慕伶歌抬起了眼眸,欣长的睫羽微微一颤,嘴角扯出了一抹浅笑,拿起了一朵浅粉色的芍药,交给了梳头中的幽兰,淡淡地说道:“没什么,你们且仔细着点这个春芽,她要比玉兰聪明的多,也狠辣的多。”
“小姐,您的意思是,玉兰是春芽结果了的?!”幽梅秀眉微微蹙,问道。
慕伶歌嘴角之上的笑意更加的浓郁了起来,颔了颔首,道:“虽然张氏才是幕后主事者,可是下手杀人的,绝对是春芽。

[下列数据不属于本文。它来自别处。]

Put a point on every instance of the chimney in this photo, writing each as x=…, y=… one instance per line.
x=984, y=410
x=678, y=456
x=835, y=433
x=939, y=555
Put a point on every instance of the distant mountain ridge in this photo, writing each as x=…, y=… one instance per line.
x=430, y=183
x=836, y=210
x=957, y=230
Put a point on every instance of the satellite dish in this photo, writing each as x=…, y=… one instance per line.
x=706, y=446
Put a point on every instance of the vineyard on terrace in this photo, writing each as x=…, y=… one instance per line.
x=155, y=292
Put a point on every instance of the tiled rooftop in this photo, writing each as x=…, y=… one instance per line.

”
“她会为了一个掌事婢女的位置对玉兰下毒手吗?!”幽兰开口问道。
“呵呵呵!”慕伶歌淡淡地笑了笑,说道:“什么原因,我还不知道,但是,从她的表现来开,绝对不会只想要做了一个掌事婢女那么简单,上一次我让你调查春芽,可有什么结果了吗?”
幽兰微微地摇了摇头,“外府买来的丫鬟之中都有记载丫鬟的身世,春芽填写的却是父母双亡,兰花村是在数年前染上了瘟疫,这个村子早就已经成了废墟,根本就无从查找春芽的身世。”

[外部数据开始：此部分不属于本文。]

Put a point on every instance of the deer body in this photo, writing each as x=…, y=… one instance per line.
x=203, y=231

“哦?!”慕伶歌放下了手中的水粉,秀眉微蹙,她万万没有想到,春芽竟然会将一切做的这般的周全,就连幽兰都无法查出她的身份,淡淡地笑了笑,慕伶歌缓缓地站了起来,“既然是这样,你们以后多多仔细着点她便是了。”
“二小姐,您起了吗?”
门外忽然传来了春芽的声音,慕伶歌垂下了欣长的睫羽,在阳光的照耀之下,睫羽在慕伶歌的脸上打上了两道剪影,慕伶歌莞尔道:“还真是说曹操,曹操到啊,幽兰你去瞧瞧吧。”
“是。”幽兰应了一声,转身走出了慕伶歌的内室,撩开了帘子,瞧见了春芽欠着身子,站在门口,幽兰立即迎上了前去,“春芽姑姑,请问有何贵干?”
“幽兰妹妹,可别开口就叫姑姑,我还真是有些不习惯呢,倘若,幽兰妹妹不嫌弃的话,背地里……就唤我姐姐就好。”
说话时,春芽特意将‘背地里’三个字的声音拖的老长,双眸含笑,目光直视幽兰的双眼。
即便是在蠢顿如猪的人,也应该知道,春芽是什么意思,好一个‘背地里’,这分明就是想要借着幽兰的口,转告给慕伶歌,其实春芽表面上是张氏的人,可是那‘背地里’却又是另外一个意思了。
幽兰莞尔浅笑,道:“那幽兰就托大,唤你一声姐姐了,还请问姐姐,今儿前来咱们这里,所谓何事啊?”